Sunday, September 18, 2016

Doctor Mordrid

Somehow dodging a mountain of injunctions from attorneys for Marvel Comics, Full Moon Entertainment created a film about a sorcerer superhero that couldn’t be a bigger ripoff of Doctor Strange if Stan Lee had written it.

Created by artist Steve Ditko independent of Lee for a 1962 issue of STRANGE TALES, Doctor (Stephen) Strange is a caped practitioner of the mystical arts who lives in a Manhattan brownstone and battles the forces of evil using magical spells. Laughably “based on an original idea by Charles Band,” as the main titles state, Doctor Mordrid (RE-ANIMATOR’s Jeffrey Combs) is a caped practitioner of the mystical arts who owns a Manhattan apartment building with bickering Jewish neighbors.

Another tenant is Samantha Hunt (Yvette Nipar, saddled with an unflattering wardrobe), the NYPD’s resident occult consultant (!), who suspects something weird about Mordrid, who has been protecting New York City from evil for over a century. The sorcerer’s nemesis is Kabul (COBRA villain Brian Thompson), whose goal is the illegal collection of elements, including the Philosopher’s Stone, which he plans to use to release his followers from Hell and take over the world. Like Strange, Mordrid has the ability to project his astral form to the Metropolitan Museum for the final showdown with Kabul.
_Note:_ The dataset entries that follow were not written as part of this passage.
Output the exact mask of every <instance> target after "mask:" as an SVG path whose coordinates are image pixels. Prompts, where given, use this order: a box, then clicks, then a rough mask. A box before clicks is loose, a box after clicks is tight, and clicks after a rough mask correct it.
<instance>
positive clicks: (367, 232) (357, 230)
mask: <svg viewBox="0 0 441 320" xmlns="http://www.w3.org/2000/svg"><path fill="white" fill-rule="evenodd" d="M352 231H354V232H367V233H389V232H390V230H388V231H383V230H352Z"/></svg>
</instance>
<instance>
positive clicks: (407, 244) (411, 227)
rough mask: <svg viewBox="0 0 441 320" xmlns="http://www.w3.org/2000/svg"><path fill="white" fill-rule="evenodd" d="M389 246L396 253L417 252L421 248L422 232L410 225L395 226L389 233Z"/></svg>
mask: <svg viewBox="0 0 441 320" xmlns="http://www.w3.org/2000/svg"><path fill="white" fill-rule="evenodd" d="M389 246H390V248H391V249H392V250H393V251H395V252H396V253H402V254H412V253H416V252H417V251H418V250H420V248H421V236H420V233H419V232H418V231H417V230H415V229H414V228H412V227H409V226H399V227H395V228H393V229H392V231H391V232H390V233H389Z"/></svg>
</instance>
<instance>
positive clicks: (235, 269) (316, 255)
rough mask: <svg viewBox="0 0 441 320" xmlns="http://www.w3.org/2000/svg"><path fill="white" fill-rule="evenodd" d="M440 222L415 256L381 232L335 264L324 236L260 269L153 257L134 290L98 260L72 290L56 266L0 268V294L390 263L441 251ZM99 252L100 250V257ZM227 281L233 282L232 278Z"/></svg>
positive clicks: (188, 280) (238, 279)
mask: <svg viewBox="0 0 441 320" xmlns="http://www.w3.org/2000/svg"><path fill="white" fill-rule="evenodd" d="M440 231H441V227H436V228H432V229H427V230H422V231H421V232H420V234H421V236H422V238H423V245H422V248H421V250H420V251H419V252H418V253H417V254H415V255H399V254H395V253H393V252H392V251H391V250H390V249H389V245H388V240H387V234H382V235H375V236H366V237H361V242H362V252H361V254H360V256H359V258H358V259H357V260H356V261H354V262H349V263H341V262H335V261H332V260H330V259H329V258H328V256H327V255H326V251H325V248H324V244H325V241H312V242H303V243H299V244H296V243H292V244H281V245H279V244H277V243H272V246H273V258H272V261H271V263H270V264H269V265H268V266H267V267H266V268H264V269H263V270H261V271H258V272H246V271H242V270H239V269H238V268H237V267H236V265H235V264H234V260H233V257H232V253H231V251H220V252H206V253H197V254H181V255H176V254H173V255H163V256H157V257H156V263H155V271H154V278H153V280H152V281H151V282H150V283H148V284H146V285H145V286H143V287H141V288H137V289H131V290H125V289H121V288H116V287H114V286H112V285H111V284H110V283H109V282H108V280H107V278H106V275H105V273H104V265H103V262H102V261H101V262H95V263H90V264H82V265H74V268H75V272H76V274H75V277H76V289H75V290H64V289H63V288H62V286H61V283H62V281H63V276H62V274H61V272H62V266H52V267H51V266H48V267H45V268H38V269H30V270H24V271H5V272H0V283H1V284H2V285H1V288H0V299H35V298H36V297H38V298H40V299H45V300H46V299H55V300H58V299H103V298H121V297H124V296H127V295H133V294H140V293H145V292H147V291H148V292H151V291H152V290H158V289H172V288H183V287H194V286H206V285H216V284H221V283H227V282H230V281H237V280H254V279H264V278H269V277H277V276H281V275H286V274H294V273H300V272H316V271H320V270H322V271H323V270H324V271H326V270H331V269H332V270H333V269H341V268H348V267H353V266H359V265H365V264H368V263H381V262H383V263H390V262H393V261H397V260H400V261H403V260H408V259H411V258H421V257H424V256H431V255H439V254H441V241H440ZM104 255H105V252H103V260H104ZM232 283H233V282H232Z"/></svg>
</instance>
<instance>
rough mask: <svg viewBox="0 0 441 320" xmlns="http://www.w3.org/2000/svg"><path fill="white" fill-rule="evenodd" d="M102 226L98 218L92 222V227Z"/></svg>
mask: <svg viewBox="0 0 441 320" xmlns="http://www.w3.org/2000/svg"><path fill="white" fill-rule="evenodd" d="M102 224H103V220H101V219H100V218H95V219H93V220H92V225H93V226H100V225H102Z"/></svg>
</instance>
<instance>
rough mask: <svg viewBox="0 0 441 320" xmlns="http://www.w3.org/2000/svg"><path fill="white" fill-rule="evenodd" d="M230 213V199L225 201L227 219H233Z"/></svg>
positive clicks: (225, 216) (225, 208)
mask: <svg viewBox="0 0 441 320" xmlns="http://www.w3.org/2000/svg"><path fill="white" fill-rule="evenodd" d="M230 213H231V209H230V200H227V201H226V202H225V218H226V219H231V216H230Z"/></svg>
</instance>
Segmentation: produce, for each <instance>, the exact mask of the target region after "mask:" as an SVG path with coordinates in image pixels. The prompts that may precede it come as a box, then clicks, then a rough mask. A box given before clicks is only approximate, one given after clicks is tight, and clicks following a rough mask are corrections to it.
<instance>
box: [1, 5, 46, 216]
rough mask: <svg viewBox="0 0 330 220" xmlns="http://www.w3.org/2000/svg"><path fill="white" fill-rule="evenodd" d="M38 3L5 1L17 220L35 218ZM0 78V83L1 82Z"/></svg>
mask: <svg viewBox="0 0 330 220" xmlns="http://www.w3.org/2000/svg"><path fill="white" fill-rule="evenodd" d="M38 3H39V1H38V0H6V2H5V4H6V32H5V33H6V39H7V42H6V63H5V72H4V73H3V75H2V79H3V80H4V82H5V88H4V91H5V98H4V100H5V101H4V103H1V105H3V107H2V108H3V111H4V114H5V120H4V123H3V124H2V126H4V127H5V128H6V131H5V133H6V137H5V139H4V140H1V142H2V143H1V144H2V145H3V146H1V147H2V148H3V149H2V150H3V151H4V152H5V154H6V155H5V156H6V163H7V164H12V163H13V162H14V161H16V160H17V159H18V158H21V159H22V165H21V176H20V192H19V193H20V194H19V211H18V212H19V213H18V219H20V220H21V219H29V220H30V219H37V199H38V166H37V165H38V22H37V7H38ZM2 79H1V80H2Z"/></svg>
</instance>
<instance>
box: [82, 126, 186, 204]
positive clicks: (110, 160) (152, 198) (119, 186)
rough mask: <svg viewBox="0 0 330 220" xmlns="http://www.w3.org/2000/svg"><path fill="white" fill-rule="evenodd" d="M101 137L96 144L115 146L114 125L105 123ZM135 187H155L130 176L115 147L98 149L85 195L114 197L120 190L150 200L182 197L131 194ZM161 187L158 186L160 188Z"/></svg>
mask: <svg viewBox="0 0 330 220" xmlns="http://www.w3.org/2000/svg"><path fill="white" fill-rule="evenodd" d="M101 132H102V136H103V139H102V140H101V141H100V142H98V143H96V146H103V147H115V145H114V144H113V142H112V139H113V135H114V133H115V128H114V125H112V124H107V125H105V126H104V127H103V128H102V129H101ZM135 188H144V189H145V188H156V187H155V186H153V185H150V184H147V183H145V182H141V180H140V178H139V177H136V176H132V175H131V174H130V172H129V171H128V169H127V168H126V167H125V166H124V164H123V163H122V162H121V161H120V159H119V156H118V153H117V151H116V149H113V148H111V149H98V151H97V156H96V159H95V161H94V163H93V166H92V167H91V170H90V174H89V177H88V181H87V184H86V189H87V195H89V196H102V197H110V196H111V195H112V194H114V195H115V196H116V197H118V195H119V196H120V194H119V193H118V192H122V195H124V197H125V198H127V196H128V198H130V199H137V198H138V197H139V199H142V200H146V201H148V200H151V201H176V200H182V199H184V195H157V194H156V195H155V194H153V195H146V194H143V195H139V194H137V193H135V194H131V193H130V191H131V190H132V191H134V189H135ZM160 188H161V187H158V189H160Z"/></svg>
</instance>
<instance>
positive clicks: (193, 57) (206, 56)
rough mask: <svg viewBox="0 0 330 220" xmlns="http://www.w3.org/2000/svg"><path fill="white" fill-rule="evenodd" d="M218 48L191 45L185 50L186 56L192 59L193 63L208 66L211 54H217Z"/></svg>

As was often the case with Full Moon productions, DOCTOR MORDRID seems conflicted about its target audience. It’s too juvenile and cheaply produced to appeal to adults, yet its R-rated profanity and sexual content make it inaccessible to children who might enjoy the fantastic story. Combs is quite good and believable, anchoring the film’s inherent silliness, though the supporting actors seem to have been cast for their reasonable day rates instead of talent. Fans of old-fashioned stop-motion effects will dig the dinosaur battle created by David Allen (ROBOT JOX). Father/son team Albert and Charles Band are credited with direction, though only one was on the set at any given time. The direction doesn’t match the opulence demanded by the subject matter, nor does the mostly setbound production. Despite the promise implied by the final scene, DOCTOR MORDRID II never happened.

1 comment:

Felicity Walker said...

I should have enjoyed this movie more than I did. I generally like Full Moon movies, I like Jeffrey Combs, I like Brian Thompson, I like Yvette Nipar, I like the premise of this movie, and the main character looks cool...but the movie ended up being kind of boring and sad.